Bu nedenle küresel ekonomide yeni bir genişleme operasyonu yapılsa da yapılmasa da, Avrupa’da sorunlu ülkeler zamanında yardım alsalar da almasalar da, ne olacağı belli değil. Yani gelişmiş ülkelerden gelişmekte olan ülkelere, bu arada Türkiye’ye fon akımının devam edip etmeyeceği, ederse hacminin ne olacağı konusunda ciddi belirsizlikler var.
Ekonomi yönetimi yeniden, neredeyse tüm büyümeyi sıcak paraya bağladığının, sıcak paradaki belirsizlik nedeniyle zor durumda kalma ihtimalinin yüksek olduğunun bilincinde. Geçen hafta IMF, küresel büyüme tahminlerini yine düşürdüğü son değerlendirmesinde, “Gelişmekte olan ülkelerin ticaretteki düşüş ve yüksek oynaklık gösterecek sermaye hareketleriyle baş etmek için hazırlıklı olmaları gerektiğinin” özellikle altını çizdi.

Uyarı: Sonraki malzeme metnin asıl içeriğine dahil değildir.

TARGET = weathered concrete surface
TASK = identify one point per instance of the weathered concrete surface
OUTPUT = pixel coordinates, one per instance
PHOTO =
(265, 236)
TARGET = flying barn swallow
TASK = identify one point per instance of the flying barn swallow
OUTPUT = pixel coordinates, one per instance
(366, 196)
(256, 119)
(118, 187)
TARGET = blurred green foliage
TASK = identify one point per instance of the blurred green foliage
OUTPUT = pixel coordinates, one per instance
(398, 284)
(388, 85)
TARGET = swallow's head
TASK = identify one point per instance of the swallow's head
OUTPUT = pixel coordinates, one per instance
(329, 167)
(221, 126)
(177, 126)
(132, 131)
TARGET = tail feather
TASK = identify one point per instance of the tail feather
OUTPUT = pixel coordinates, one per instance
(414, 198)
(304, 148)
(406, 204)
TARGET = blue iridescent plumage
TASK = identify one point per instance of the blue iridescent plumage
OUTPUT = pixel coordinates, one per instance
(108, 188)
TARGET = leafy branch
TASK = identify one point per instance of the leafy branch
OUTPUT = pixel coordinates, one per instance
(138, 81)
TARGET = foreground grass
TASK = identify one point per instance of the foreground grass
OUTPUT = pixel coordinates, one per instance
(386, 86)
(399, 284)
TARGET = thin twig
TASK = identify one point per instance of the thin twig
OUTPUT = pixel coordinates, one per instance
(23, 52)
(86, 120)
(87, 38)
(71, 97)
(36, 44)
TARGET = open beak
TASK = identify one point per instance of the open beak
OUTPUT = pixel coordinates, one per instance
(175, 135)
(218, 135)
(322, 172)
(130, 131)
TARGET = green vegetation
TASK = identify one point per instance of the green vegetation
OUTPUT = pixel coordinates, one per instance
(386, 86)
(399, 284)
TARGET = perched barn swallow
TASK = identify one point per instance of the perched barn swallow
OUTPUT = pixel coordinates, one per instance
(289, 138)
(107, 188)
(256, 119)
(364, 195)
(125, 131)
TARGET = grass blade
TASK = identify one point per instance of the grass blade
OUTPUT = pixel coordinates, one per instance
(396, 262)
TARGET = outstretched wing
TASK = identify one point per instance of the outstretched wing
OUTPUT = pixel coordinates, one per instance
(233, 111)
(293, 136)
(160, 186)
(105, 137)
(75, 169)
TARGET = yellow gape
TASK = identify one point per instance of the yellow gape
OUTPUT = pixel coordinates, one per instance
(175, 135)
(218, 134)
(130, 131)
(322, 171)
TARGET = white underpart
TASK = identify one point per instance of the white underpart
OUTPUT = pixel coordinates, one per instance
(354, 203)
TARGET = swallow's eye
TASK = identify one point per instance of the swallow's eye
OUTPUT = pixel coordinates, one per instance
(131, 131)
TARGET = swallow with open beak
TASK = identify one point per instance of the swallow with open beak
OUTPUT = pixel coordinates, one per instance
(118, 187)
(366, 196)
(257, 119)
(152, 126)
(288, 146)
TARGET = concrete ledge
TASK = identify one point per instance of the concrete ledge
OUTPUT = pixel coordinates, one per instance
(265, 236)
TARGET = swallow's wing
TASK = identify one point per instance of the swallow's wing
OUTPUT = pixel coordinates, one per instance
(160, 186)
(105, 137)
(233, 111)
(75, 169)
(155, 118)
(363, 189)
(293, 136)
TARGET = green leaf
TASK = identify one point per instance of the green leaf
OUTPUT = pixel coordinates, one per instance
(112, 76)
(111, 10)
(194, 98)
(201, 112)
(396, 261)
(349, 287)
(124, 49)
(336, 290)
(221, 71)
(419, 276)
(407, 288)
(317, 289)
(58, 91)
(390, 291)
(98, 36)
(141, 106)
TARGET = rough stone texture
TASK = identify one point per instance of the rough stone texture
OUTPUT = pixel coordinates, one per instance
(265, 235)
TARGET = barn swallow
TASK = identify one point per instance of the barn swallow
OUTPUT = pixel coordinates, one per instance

Her gelişmekte olan ülke için riskler var ama bizim için, belki daha da büyük. Hem bölge nedeniyle sıcak çatışma ihtimalinin arttığı bir dönemdeyiz, hem de şimdiye kadar çıpamız olan bütçe disiplini de bozulmaya başladı. Başbakanın harcamaları kısmayacağı da ortada...
Ekonomi yönetimi bazen yüksek özelleştirme gelirleriyle, iki yılda bir çıkardığı vergi aflarıyla, zaman zaman belli sektör ve firmalara saldığı yüklü vergilerle bütçedeki yamayı kapatmayı başarıp, “ne olursa olsun mali disiplin korunuyor” algısı yarattı.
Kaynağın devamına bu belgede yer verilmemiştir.